More Pictures From Wai’anae
November 19- December 19, 2015
Praz-Delavallade & Vedovi are pleased to announce More pictures from Wai’anae, Matthew Brandt’s first solo exhibition in Brussels. The show will exhibit a new series on the Hawaiian landscape that furthers Brandt’s formal and material consideration of the natural world.
«For the past three years I have been taking photographs in Oahu. These printed photographs were rolled in dirt, leaves, burlap and lace and buried on a family farm in the town of Wai’anae. Over time, the elements of the Hawaiian earth changed these pictures. Presented in this exhibition are remains of this process.»
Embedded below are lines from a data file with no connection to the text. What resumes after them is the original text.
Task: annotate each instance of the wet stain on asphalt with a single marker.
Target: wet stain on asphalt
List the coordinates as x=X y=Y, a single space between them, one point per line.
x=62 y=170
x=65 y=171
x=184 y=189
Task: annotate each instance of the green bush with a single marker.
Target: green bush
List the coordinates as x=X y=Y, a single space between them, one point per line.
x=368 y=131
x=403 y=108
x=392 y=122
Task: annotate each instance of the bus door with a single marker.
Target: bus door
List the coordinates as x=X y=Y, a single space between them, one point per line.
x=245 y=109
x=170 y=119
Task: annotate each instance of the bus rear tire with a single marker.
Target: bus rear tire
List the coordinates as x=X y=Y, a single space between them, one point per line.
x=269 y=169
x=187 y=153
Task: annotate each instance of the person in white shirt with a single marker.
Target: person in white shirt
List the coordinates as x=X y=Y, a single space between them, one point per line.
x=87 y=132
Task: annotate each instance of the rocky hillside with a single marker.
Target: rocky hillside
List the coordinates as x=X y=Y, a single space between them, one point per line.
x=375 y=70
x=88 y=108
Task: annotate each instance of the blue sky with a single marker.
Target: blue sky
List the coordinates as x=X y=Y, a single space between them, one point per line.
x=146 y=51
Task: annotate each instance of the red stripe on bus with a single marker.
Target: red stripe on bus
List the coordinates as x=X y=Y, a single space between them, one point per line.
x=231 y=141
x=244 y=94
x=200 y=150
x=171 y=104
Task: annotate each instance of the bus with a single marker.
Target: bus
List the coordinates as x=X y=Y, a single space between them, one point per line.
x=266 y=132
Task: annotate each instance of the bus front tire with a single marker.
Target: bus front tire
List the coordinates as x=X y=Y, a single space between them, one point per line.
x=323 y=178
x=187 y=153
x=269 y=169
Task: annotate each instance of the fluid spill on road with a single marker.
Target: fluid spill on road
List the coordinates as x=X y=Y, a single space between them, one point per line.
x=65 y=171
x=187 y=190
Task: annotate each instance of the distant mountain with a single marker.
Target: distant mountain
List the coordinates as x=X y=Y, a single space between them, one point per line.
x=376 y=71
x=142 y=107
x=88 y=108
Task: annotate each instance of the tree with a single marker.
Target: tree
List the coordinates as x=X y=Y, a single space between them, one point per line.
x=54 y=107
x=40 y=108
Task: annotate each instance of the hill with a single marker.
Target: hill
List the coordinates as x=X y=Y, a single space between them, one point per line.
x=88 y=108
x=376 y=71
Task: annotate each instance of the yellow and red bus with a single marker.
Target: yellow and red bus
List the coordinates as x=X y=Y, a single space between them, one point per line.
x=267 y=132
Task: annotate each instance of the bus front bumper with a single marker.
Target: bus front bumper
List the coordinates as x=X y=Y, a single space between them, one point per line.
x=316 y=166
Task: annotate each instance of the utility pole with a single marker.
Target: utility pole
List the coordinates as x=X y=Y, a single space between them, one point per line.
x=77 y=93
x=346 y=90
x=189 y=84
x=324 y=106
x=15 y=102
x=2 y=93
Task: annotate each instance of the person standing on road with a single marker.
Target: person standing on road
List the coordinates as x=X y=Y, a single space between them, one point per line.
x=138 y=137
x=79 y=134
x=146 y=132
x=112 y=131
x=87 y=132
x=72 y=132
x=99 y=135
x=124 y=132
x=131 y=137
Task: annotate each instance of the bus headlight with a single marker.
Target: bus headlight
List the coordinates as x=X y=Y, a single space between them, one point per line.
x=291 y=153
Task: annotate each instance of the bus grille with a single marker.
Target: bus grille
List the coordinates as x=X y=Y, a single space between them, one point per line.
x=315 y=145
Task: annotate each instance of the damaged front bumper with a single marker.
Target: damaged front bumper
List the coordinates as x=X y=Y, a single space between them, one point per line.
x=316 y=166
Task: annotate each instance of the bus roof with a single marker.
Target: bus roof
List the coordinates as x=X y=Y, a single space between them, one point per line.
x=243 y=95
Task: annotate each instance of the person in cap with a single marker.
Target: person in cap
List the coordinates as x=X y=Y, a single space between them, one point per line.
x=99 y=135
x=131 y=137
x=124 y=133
This new body of work extends Brandt’s interest in the meeting between the photographic subject and its material self. Pressing beyond the pictorial depiction of the dense tropical rainforest, the images also bear the imprint of the actual site. In mixing with the soil, the picture surface erodes-areas are stripped of layers of emulsion, and new patterns are superimposed from the materials used to bury the prints.
A repeating palm tree motif has been hand-stenciled onto the gallery walls in a multi layering process. In essence, the artist combines handwork with a mechanical procedure to create a hand-printed wallpaper.
This wallpaper is another way of extending Brandt’s exploration of the Hawaiian landscape into the space of the gallery in a lived way. Throughout history and across cultures and religions, palm trees and palm motifs have been symbols of peace, paradise, and hospitality — the marker of an oasis in a dry desert. Printing palm tree wallpaper is a site-specific solution for hanging an exhibition in an apartment-style gallery in Brussels. The space of home and hearth opened up a natural progression from printing clothing — worn and circulating within the walls of the gallery — to printing wallpaper as a way to engage with the complex modes and history of domesticating the «exotic» and rendering it decorative. In this way, the idea of a Hawaiian paradise has been supported by the flattened tropical imagery of tourist memorabilia, tchotchkes, postwar films, and other products. This palm tree motif wallpaper is a part of an investigation of domestic digestion of the Hawaiian landscape.